Beverage Container Deposit Recycling Act Introduced In General Assembly
The Beverage Container Deposit Recycling Act of 2023 has been introduced in the General Assembly. Clean Water Action has provided this form to allow you to contact your state legislators and ask them to support it. Known as the “bottle bill,” this legislation will fight plastic pollution and increase our state’s recycling rate by creating a financial incentive for residents to properly return empty beverage containers.
Right now, beverage containers, including plastic bottles, are littering our neighborhoods, clogging storm drains, polluting our waterways, and piling up in the landfill. Luckily, 10 states, including our neighbors in Massachusetts and Connecticut, have demonstrated that bottle bills are an effective policy solution. States with bottle bills have a higher rate of recycling AND less litter. This year, Rhode Island can join this club. Clean Water Action urges you to sign a letter to your legislators urging them to support the Rhode Island bottle bill!
In states with a bottle bill, customers pay a small deposit on each container they purchase which is returned to them when they bring the empty bottle back to a participating retailer or redemption center to be recycled. This means there is a financial incentive to keep litter out of our waterways. Even better, the containers collected this way are better sorted and less contaminated than bottles collected by curbside recycling, so they are easier to recycle back into new bottles.

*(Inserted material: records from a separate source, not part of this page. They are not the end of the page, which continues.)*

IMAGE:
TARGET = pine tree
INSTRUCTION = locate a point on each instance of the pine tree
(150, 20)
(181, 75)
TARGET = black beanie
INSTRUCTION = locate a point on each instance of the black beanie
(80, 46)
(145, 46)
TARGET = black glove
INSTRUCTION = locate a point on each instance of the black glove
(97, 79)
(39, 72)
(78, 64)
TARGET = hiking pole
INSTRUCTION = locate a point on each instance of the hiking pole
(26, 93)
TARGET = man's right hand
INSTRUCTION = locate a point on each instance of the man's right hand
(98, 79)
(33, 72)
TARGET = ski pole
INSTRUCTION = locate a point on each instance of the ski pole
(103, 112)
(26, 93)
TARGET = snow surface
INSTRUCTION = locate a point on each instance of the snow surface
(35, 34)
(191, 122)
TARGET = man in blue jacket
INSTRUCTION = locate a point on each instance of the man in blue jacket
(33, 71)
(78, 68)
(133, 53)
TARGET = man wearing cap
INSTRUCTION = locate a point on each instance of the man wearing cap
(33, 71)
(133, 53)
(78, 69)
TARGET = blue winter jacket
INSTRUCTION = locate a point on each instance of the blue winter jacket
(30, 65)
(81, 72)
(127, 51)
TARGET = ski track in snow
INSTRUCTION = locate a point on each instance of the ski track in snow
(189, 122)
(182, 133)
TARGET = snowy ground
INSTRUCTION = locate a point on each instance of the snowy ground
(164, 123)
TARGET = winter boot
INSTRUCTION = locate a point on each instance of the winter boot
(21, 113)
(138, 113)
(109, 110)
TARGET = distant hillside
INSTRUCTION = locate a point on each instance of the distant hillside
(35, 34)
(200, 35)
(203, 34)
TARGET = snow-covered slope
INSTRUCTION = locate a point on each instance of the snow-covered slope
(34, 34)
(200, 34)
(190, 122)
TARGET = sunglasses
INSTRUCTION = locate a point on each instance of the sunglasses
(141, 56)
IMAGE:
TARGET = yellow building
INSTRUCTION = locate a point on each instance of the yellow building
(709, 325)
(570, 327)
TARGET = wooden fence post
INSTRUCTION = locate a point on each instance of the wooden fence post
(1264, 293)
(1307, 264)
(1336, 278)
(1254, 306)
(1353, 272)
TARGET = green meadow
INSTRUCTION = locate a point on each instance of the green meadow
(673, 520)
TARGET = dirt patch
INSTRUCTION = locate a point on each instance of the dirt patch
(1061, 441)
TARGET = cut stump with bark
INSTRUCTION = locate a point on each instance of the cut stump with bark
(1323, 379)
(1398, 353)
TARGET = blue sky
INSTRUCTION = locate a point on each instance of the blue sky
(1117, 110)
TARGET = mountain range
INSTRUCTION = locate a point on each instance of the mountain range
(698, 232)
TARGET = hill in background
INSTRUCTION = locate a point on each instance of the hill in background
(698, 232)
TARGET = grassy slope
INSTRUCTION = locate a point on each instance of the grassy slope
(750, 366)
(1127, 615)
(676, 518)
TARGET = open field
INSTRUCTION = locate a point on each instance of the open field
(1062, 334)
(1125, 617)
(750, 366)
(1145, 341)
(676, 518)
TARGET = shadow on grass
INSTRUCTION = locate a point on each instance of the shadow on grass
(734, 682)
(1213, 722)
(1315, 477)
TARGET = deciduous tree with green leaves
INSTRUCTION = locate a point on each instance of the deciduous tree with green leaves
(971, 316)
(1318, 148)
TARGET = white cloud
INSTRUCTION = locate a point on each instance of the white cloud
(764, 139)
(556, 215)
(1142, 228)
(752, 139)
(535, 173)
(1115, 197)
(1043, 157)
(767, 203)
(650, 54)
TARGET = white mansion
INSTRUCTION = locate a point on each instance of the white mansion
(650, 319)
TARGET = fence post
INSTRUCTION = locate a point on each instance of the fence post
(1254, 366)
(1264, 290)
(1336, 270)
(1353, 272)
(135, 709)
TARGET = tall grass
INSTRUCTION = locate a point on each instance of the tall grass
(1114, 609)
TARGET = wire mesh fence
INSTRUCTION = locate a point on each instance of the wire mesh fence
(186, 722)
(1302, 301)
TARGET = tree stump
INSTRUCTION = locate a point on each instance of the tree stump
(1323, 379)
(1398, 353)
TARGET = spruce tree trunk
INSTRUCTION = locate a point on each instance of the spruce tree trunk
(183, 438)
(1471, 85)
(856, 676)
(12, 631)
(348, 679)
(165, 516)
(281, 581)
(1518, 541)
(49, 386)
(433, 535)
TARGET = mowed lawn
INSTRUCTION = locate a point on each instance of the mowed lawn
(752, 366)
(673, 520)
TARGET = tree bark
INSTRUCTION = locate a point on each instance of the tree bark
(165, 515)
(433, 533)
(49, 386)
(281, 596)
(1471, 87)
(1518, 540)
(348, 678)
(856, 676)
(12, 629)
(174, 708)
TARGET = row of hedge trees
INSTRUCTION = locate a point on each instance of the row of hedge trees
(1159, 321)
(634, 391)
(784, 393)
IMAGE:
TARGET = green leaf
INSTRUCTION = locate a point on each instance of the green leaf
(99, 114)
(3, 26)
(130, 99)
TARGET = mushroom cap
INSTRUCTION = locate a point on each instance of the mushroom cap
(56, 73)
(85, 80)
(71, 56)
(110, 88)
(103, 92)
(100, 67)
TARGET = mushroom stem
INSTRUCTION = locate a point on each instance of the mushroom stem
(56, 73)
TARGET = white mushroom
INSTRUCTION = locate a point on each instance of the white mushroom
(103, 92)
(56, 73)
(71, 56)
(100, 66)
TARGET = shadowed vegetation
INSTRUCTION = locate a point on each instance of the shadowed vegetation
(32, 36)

If our state is serious about cleaning up plastic litter, preventing microplastics from polluting our ponds and river, and diverting waste away from the landfill, then the single most impactful policy we can adopt is the bottle bill. Tell your legislators to support the RI bottle bill today!
Thanks for taking action!
Jed Thorp
RI State Director Clean Water Action
Banner image is a photo of empty nip bottles found over just days of collecting from local roadsides by members of Friends of the Saugatucket.
Visit Our “Trash Talk” Page For More On The Litter Issue
Lucille Biele
February 27, 2023 @ 8:38 am
Many people do not know that “unclaimed” bottle deposits go to the State. In Connecticut, over 43 million dollars went to the state in unclaimed deposits. So, don’t be misled into thinking that this is all about the environment. Good citizens, like myself, do the right thing and recycle. The larger cities seem to be less engaged in recycling and the bottle bill will not change that significantly. Just another form of tax
Bill Dunn
February 25, 2023 @ 9:32 am
Understand that issue but isn’t the amount of plastics utilized in packaging a greater problem?
Michael Chambers
February 24, 2023 @ 7:41 am
Nip bottles are not only despoiling our roadsides but they have crept into our parks and recreation facilities.